Rclone: command line tool for managing cloud storage

Contents

  1. Overview of package
  2. Overview of package
    1. General usage
  3. Availability of package by cluster
  4. Configuring rclone for a storage backend
    1. Configuring rclone for Box
    2. Configuring rclone for Google Drive
  5. Using rclone

Overview of package

General information about package
Package: Rclone
Description: command line tool for managing cloud storage
For more information: https://rclone.org/
Categories:
License: OpenSource (MIT)

General usage information

Sometimes called the \"The Swiss army knife of cloud storage\", Rclone is a command line program to manage files on cloud storage. It is a feature rich alternative to cloud vendors' web storage interfaces. Over 40 cloud storage products support rclone including S3 object stores, business and consumer file storage services, as well as standard transfer protocols.

Rclone has powerful cloud equivalents to the unix commands rsync, cp, mv, mount, ls, ncdu, tree, rm, and cat. Its familiar syntax includes shell pipeline support, and --dry-run protection.

This module will add the rclone command to your path.

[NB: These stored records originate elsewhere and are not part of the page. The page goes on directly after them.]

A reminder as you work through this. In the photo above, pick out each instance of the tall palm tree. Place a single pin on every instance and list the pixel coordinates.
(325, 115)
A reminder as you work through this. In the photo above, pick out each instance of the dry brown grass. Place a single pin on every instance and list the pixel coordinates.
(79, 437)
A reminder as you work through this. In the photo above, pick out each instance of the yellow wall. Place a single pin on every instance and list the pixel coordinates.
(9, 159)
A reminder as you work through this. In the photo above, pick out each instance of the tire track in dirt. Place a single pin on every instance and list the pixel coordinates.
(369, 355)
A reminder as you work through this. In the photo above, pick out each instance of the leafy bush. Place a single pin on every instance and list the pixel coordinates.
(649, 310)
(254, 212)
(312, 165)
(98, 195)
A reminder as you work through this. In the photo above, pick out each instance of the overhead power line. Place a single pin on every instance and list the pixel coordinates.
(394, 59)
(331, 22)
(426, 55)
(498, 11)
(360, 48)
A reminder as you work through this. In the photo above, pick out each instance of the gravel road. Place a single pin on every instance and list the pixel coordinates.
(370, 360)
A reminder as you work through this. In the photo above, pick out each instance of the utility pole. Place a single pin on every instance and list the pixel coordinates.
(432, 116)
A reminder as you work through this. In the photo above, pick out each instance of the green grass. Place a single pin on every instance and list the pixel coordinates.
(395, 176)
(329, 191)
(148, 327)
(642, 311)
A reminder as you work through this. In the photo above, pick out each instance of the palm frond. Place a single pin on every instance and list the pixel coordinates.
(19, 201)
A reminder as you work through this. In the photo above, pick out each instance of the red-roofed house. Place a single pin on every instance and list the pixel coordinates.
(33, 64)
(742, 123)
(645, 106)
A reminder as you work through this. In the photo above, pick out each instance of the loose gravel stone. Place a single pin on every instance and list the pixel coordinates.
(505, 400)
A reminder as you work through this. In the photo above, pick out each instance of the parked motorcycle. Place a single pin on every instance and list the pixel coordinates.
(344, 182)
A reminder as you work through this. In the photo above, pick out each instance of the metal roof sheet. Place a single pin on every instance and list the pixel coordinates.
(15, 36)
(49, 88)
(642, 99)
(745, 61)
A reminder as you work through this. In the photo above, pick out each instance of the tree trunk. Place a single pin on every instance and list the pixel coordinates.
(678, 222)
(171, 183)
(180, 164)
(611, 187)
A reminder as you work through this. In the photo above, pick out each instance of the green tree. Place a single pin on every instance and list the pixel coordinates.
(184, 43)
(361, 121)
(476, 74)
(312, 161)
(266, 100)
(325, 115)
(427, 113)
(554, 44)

Before you can effectively start using rclone to copy files or synchronize directories, you need to define one or more remotes which define your storage backends. This is further explained below. These remotes contain information about what Cloud storage provider is being used as well as your authentication and authorization information. This data is stored in your rclone configuration file, normally ~/.config/rclone/rclone.conf.

WARNING
The ~/.config/rclone/rclone.conf file will contain access credentials to your cloud storage. BE SURE TO PROTECT THIS FILE. Rclone will protect it by default, but be sure not to unprotect it. Anyone with read access to this file can access your cloud storage as you. You might want to also consider encrypting this config file with a master password.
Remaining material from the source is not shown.